10. Jahitan Tenggelam Absorbable
· Jahitan tenggelam absorbable digunakan sebagai bagian dari lapisan penutup luka dalam dengan tekanan sedang hingga tinggi. Jahitan ini dapat mendukung luka dan menurunkan tekanan pada batas luka, yang menghasilkan perkiraan batas luka yang lebih baik. Jahitan ini juga digunakan untuk menghilangkan ruang mati, atau digunakan untuk membuang jahitan dan memperbaiki jaringan menjadi struktur yang diinginkan.
11. Jahitan Dermal-Subdermal
· Jahitan dermal-subdermal memaksimalkan eversi luka, sehingga jahitan ini akan terletak lebih superfisial dari batas luka.
12. Jahitan Matras Horizontal Tenggelam
· Jahitan matras horizontal tenggelam digunakan untuk mengeliminasi ruang mati, mengurangi ukuran defek atau mengurangi tekanan yang melewati luka.
13. Jahitan Matras Horizontal Kontinu
· Jahitan matras horizontal kontinu digunakan untuk eversi kulit.
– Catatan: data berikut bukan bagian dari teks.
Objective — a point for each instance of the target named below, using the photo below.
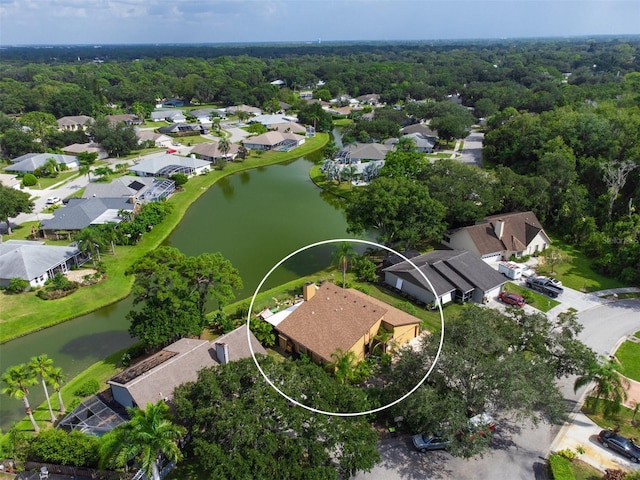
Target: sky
(51, 22)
Jahitan ini bermanfaat pada daerah dengan tendensi tinggi untuk inversi, misalnya pada leher. Jahitan ini juga bermanfaat untuk mengurangi penyebaran scar pada wajah. Jika jahitan dilakukan terlalu kuat, resiko strangulasi jaringan bisa terjadi. Namun, jahitan ini memerlukan lebih banyak waktu. Tehnik ini menghasilkan scar yang lebih halus dan datar jika dibandingkan dengan jahitan kontinu sederhana.
14. Jahitan Subkutikuler Kontinu
· Jahitan subkutikuler kontinu bermanfaat pada daerah dengan tekanan minimal, ruang mati dapat dieliminasi, dan dapat menghasilkan hasil kosmetik yang terbaik seperti yang diinginkan. Oleh karena epidermis dipenetrasi hanya pada awal dan akhir garis jahitan. Jahitan subkutikuler efektif mengeliminasi resiko bekas luka crosshatching (tanda silang).
· Jahitan ini tidak menghasilkan kekuatan luka signifikan, meskipun demikian jahitan ini dapat memperkirakan batas luka. Meskipun demikian, jahitan subkutikuler merupakan jahitan terbaik untuk luka yang tekanannya telah dieliminasi dengan jahitan dalam dan memiliki perkiraan ketebalan yang sama pada batas luka.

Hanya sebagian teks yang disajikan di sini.